Vegetarianism is a way of living that some individuals adopt either due to animal sympathy, health concerns or religious convictions. On the other hand, others follow strict vegetarian schedule since they cannot afford to eat meat products. Availability of fresh produce has made it convenient for vegetarians to adopt such diet. In the recent past, consumption of only plant based products was consider to deplete people of significant nutrients. However, recent research shows that abstaining from meat products is essential in reduction of chronic diseases such as heart disease, and type II diabetes. This is because vegetarians have a lower body mass index, low-density lipoproteins, and lower blood pressure.
Having said that, it is important to disseminate information on some of the plant sources that vegetarians can opt for in order to meet their biotin daily intake. Due to the various vegetarian patterns’, it is essential to establish the various types which will help in highlighting some of the Biotin food options that can favor all the groups.
- Vegans – They eat only plants and do not indulge in any animal derived products.
- Partial vegetarians – They do not eat meat but eat poultry and fish.
- Lacto vegetarians – They consume dairy products but abstain from eggs, poultry and fish.
- Ovo-vegetarians – They eat eggs. Dairy products, fish poultry, and meat are eliminated from their diet.
- Lacto-ovo vegetarians – They eat both dairy products and eggs but refrain from eating poultry, fish and meat.
Almond contains proteins, vitamin E and biotin. Biotin helps in enhancing hair growth by strengthening the hair follicles. On the other hand, almond is also a reliable source of monounsaturated fats which helps in boosting nail and health growth as well as improving the skin. It helps in getting rid of unhealthy food cravings such as junk eating due to their crunchy nature. Just like eggs, almonds have a lot of calories hence little consumption is recommended. There are several interesting ideas that can be embraced to introduce almond in the diet. These are making almond butter, sprinkling it on vegetable salads or blending it when making smoothies.

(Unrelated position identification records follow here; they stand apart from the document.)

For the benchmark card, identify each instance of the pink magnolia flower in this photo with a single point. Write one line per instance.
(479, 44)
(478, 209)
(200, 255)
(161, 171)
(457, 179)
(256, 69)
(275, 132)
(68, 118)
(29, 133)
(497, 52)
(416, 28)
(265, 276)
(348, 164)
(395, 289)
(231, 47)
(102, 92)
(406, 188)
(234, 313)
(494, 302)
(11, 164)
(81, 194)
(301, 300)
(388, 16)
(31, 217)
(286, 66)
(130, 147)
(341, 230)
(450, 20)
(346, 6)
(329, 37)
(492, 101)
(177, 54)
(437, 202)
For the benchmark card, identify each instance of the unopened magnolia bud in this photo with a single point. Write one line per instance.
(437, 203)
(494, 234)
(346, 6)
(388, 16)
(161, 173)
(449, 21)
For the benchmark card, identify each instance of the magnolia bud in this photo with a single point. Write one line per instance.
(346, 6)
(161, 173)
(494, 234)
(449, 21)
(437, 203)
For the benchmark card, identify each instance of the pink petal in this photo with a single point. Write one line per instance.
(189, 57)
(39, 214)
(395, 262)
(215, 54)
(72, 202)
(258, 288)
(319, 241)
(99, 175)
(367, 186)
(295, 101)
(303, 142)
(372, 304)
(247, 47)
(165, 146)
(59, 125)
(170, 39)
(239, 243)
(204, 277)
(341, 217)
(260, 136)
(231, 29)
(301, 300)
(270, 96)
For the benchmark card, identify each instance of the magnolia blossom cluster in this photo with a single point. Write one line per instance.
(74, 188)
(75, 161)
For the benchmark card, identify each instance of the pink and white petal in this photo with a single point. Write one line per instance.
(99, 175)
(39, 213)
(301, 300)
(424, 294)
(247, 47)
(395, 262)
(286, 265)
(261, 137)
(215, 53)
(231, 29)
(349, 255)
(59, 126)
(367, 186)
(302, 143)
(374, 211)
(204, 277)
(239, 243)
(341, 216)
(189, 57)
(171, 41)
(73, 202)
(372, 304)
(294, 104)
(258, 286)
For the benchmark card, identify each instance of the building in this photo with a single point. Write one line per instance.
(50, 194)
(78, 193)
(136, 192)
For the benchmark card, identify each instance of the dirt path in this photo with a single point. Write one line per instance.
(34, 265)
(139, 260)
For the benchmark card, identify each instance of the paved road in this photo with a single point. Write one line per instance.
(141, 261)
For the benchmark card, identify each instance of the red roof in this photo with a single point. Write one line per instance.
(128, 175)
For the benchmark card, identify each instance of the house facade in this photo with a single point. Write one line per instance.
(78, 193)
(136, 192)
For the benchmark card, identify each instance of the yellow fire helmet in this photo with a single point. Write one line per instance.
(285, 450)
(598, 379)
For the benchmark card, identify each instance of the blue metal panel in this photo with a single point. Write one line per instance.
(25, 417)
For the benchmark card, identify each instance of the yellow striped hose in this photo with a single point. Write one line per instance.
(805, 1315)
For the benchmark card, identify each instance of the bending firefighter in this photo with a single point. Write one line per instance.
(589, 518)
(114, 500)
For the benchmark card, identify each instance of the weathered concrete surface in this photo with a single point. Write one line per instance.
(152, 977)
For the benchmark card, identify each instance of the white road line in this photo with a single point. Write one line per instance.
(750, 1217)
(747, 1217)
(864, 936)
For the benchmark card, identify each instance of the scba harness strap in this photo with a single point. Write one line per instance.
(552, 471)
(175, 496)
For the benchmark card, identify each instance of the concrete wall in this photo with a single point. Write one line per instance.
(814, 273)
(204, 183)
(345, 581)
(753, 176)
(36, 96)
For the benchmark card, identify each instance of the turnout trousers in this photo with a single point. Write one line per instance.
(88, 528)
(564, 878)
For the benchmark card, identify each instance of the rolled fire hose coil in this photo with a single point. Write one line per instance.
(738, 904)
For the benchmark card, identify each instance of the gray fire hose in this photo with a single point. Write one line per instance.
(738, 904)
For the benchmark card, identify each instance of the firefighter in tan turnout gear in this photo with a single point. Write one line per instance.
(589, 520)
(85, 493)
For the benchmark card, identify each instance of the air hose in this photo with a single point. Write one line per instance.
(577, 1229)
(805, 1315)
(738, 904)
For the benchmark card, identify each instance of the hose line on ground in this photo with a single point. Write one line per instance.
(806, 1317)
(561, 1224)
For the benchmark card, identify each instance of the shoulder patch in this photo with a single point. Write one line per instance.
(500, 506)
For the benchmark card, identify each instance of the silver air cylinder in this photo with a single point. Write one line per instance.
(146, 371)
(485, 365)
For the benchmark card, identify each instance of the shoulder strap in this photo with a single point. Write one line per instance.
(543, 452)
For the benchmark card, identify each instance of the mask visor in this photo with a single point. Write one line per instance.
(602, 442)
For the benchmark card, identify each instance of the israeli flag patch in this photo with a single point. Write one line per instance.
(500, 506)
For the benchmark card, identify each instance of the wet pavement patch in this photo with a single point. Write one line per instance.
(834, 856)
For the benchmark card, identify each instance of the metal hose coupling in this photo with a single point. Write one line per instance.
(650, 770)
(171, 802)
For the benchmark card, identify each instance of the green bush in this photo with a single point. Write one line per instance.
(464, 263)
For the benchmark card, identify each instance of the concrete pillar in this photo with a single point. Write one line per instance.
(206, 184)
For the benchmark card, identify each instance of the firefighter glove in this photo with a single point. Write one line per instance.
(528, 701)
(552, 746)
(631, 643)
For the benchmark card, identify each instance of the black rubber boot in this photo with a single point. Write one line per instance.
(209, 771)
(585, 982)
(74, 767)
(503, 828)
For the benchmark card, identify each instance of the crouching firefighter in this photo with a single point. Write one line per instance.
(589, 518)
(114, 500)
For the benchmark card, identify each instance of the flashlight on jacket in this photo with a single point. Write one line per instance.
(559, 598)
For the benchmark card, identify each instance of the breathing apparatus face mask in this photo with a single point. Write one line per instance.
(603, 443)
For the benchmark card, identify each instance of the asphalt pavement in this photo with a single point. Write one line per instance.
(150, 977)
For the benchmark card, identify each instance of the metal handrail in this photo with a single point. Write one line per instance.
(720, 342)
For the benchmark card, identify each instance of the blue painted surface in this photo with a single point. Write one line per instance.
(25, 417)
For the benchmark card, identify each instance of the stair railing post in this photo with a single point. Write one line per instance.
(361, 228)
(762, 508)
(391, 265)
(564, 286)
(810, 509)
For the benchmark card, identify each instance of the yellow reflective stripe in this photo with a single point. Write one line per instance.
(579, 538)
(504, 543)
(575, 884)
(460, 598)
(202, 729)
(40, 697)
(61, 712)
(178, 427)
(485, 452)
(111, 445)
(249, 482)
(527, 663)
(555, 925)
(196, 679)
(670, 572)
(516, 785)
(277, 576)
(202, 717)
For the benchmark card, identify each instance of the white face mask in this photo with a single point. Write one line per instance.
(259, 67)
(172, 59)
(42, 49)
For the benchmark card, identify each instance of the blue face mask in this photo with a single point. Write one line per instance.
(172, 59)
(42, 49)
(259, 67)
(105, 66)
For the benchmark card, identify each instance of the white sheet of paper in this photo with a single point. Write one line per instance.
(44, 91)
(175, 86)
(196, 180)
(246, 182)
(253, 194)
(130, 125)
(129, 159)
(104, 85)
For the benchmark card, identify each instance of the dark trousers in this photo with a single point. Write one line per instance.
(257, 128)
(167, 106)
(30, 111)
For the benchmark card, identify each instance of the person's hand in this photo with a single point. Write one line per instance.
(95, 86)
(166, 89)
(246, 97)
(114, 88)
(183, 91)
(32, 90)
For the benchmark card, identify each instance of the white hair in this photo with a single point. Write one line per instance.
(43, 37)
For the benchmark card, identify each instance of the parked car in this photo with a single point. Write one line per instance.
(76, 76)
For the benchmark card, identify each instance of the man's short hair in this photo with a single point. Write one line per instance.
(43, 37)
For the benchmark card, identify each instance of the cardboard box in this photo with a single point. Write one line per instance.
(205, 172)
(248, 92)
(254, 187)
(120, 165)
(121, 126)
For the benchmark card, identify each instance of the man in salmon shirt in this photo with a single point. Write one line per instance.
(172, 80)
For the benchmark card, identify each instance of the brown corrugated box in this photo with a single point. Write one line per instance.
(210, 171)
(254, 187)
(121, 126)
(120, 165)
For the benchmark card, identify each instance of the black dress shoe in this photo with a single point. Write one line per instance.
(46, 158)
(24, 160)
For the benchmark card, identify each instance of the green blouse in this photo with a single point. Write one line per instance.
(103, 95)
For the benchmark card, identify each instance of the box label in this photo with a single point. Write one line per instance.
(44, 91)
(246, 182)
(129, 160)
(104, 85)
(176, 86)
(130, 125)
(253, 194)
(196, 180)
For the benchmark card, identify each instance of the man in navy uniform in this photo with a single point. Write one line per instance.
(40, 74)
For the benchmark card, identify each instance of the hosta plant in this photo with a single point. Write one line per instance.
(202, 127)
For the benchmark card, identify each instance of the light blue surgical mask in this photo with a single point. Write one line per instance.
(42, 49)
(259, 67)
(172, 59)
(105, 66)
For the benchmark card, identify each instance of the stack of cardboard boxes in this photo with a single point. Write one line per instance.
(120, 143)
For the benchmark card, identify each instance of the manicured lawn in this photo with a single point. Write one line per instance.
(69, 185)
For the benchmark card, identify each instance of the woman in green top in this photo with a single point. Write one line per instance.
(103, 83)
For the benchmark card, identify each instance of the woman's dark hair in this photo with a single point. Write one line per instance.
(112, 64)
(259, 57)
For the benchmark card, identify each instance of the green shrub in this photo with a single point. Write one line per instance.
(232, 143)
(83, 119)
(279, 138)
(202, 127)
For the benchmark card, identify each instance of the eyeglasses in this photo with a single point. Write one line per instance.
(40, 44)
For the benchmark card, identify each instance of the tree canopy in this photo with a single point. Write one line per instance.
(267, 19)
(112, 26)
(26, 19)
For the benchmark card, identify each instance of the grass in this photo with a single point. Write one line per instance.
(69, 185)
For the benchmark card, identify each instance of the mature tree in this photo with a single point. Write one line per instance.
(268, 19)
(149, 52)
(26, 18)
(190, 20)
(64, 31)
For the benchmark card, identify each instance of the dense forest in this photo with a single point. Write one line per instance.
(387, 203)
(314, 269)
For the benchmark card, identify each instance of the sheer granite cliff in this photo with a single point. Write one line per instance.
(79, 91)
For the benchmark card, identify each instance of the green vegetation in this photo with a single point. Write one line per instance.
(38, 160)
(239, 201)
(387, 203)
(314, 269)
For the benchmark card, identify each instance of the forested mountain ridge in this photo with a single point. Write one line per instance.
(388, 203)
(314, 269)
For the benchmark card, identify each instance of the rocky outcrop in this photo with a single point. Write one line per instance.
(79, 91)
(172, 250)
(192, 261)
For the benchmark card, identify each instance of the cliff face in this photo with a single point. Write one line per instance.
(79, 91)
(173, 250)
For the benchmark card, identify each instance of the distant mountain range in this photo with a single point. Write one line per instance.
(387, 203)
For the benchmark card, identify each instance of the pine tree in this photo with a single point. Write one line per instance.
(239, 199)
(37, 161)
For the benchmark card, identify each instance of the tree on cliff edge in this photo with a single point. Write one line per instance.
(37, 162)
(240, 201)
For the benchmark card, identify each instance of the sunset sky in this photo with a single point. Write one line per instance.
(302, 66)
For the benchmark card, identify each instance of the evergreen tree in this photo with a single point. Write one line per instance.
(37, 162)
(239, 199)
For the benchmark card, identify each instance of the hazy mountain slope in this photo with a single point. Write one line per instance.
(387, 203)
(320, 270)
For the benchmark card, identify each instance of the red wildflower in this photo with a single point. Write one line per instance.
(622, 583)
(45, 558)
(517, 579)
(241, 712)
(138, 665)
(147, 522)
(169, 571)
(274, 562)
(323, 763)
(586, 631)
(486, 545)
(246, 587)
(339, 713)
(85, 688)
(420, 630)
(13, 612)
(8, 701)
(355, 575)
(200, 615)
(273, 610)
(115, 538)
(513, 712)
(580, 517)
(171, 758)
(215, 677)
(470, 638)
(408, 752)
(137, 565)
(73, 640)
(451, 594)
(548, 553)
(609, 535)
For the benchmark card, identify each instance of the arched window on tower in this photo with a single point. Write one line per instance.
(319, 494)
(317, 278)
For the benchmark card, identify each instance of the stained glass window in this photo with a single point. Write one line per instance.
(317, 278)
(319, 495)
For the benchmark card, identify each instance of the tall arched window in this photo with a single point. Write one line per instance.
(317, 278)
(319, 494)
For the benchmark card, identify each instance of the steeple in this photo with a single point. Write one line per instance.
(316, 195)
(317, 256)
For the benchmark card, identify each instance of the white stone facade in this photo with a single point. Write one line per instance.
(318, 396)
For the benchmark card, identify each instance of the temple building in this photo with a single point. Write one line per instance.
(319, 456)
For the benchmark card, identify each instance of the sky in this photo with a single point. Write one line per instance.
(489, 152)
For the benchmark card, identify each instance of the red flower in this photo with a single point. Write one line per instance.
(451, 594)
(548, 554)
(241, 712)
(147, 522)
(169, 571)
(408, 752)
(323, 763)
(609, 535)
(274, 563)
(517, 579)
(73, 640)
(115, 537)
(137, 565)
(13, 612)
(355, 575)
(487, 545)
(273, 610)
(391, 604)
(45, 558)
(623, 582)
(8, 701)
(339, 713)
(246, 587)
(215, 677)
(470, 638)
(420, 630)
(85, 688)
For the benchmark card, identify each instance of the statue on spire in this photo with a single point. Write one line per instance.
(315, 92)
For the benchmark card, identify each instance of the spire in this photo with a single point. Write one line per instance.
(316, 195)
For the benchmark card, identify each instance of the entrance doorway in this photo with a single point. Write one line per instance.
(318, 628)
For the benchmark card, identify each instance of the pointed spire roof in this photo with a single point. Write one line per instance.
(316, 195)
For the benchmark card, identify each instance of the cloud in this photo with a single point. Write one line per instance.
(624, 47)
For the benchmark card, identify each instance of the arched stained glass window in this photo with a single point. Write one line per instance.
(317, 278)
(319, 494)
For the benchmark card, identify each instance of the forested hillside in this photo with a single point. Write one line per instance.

Biotin is critical in the synthesis of fats, sugars and amino acids as well as considered as hair fertilizer for hair growth. All these essential elements are present in carrots which also boasts of high levels of beta carotene which is good for the eyesight. A single cup of carrots is jam-packed with 6 mcg of biotin. Carrots can either be eaten raw (vegetable salads), roasted together with other veggies or even drank as juice.
Nuts and Legumes
According to Pantai Cantik di Malang site, nibbling snack based legumes such as edamame, stir-fried tofu is great for the hair. Black eyed peas and kidney beans are also a rich source for biotin hence fostering healthy hair growth. Nuts are also known to supply essential nutrients to the body which are great for the hair. Fatty acids such as omega 3 are abundant in nuts and help thickening of the hair.
Dark Green Vegetables
Dark green vegetables such as spinach contain both biotin and iron which are essential in hair growth. Deficiency of iron can lead to hair loss since low levels of iron suggest that there is inefficient delivery of nutrients and oxygen to the hair follicles hence causing thinning of hair and later hair loss. Green leafy vegetables are also rich in other elements such vitamin A, C and E. The best way of serving vegetables is either by steaming, stir frying or saute. Overcooked vegetables are not only less nutritious but also unpalatable.
Whole Wheat Bread
Whole meat bread is one among the most common food in Europe. It is an excellent and the best choice for a breakfast meal. Whole wheat bread is rich in folic acid, calcium, zinc, phosphorus, fiber, iron and vitamin B. It is also an abundant source of biotin making it famous among women. When buying bread, it is equally important to confirm the main ingredients of which either whole wheat or whole grain should top the list. Bread can be accompanied with interesting spreads to make it either savory or sweet depending on personal taste. Some of the interesting spreads that can be used as alternatives include peanut butter, jam, margarine or even avocado.